Here’s a startling statistic, according to a national institute the incarceration rate in Indiana is growing at a rate second only to Texas. That’s why Wednesday local and community leaders gathered at the Vigo County Public Library. They heard jail data just released Wednesday, from the VERA Institute of Justice, a nonprofit that studies incarceration.
“What we know is that no state’s jail population had grown so dramatically as Indiana’s in more than a decade,” Outreach Director and Public Affairs Strategist for VERA Institute of Justice Jasmine Heiss said.
Jail overcrowding is nothing new to Vigo County. But Wednesday local leaders and residents gathered to hear VERA Institute of Justice an independent nonprofit national research and policy organization.
We picked a handful of places where a, the problem is pervasive but b, we also see opportunities for reform. And certainly, we are behind the ball in places like Vigo County,” Heiss said. “There are many other counties that have already invested in incredibly expensive jail expansion projects. So now it’s stemming the tide of what is becoming a worse problem in places around the county.

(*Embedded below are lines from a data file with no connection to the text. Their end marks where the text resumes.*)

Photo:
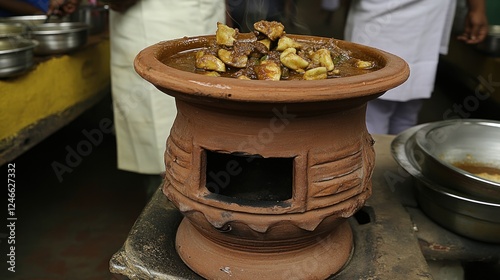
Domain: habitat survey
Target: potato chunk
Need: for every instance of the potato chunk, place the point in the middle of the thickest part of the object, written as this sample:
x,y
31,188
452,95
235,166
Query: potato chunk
x,y
209,62
225,35
322,57
362,64
318,73
287,42
272,29
266,43
268,70
229,58
290,59
212,74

Its goal is to make jail information public and to help tackle America’s mass incarceration.
Indiana is the 2nd in the country for growing incarnation rates just behind Texas.

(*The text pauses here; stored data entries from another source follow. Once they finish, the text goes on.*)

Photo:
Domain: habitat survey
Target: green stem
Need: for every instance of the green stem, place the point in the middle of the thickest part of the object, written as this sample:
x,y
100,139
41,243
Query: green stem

One of the reasons for the spike stems from state policy that makes county jails house level 6 felons, according to the VERA Institute,
Plus, the study also blames the high number of people missing pretrial court dates.
“Today it’s smaller cities and rural counties that have the highest rates of incarnation and in Indiana an estimate from the Sheriff’s Association is that approximately half of Indiana’s counties are building or planning jails,” Heiss said.
For those in attendance the statistics were overwhelming.
“It was an eye opener to see how we compare to other communities that you would think would have a high incarceration rate,” Vigo County Commissioners Brendan Kearns said. “That I look to gain from this how can we improve our systems even more to kind of keep people from being in jail so long.”
“We need to improve but she’s here because we have a real opportunity in Vigo County to change that going forward,” Vigo County Councilmember Lisa Spence-Bunnett said.
More than 80 people attended the meeting however, only a handful of those were local leaders.
“The community is certainly exhausted with the whole topic but it’s because there hasn’t been meaningful dialogue of the options and alternative,” Vigo County Tax’s Payers Association President Charlie Williams said. “And the conversation hasn’t been joined by our elected officials’ period. 2 of 10 attended.”
Over the next few days members of VERA will meet with local officials and members in the justice system to learn more about the county’s jail problem.
Vigo County leaders are currently considering several properties for a new jail that has been ordered built as part of a federal lawsuit.
A status report from the county on the progress of the new jail is due to the federal court April 30, and decision on a location must be made mid-May.